Dans les maisons d’édition normande, le soleil n’est pas au zénith. Elles sont 101 dans la région (40 dans le Calvados, 13 dans l’Eure, 11 dans la Manche, 6 dans l’Orne et 31 en Seine-Maritime). La particularité : elles sont jeunes. Plus de la moitié d’entre elles ont vu le jour entre 2006 et 2015. Et elles publient en moyenne 9 titres chaque année. Ce sont donc des entreprises fragiles.

Avec la crise sanitaire, les maisons d’édition voit leur chiffre d’affaires chuter.

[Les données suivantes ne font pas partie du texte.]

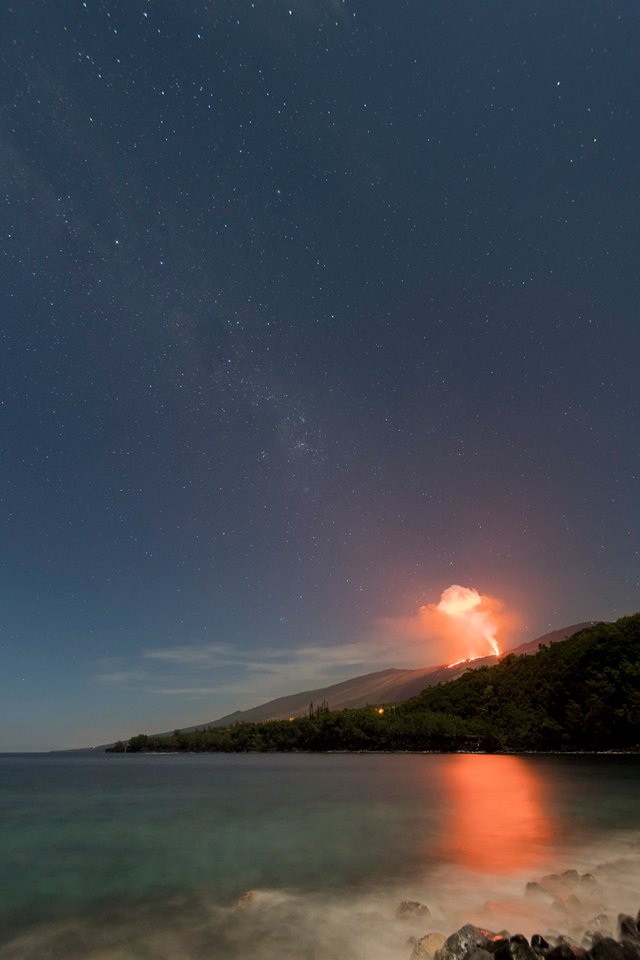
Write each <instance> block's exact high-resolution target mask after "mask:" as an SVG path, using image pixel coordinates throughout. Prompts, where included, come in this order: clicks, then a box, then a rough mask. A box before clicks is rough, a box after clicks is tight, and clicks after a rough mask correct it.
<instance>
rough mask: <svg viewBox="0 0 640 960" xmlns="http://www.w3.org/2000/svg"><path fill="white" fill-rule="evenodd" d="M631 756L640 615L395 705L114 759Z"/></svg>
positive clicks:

Pour elles, pas de tournées de diffusion, pas de salons ou de festivals, pas de livraison et, une obligation de reports des parutions. Emmanuelle Viala Moysan le sait déjà : elle ne tiendra « pas plus de six mois. Depuis l’ouverture, je n’ai jamais eu une année tranquille. Il a toujours fallu absorber les soubresauts ». Avec Le Soupirail, sa maison d’édition fondée en 2014 à Mézidon dans le Calvados, elle privilégie « un travail d’artisanat, de découvreur », « un rapport étroit avec les auteurs contemporains et les traducteurs ».

Emmanuelle Viala Moysan poursuit cependant ce travail. « Toutes les sorties sont gelées mais on peut travailler sur le fond avec les écrivains. J’ai sorti deux textes en février. Il faut maintenant s’en occuper. J’avais prévu la publication d’un roman en juillet. Aujourd’hui, je m’interroge. Peut-être faut-il le sortir fin août pour la rentrée ? ». Pour les maisons d’édition, le printemps est une saison « pleine d’activités. Or les salons sont annulés et non reportés. C’est la double peine. Ce sont des moments pour nouer des liens avec le public et les librairies. J’avais organisé pour le mois de juin une tournée dans le sud de la France. Il faut se tenir prêt au cas où…  Tout est bousculé. Il faut alors travailler avec la nouveauté et le fonds du catalogue ».

Emmanuelle Viala Moysan veut « garder un enthousiasme. Il ne sert à rien de s’apitoyer. Comme nous sommes moins dans le mouvement, il est peut-être temps de réinventer le circuit. Il ne faut pas laisser tomber ». Pas simple néanmoins puisque, en Normandie, seulement 21 % des maisons d’édition ont « une trésorerie qui leur permet de tenir plusieurs mois, voire jusqu’à la fin de l’année ». Des aides sont attendues pour « défendre l’édition indépendante ».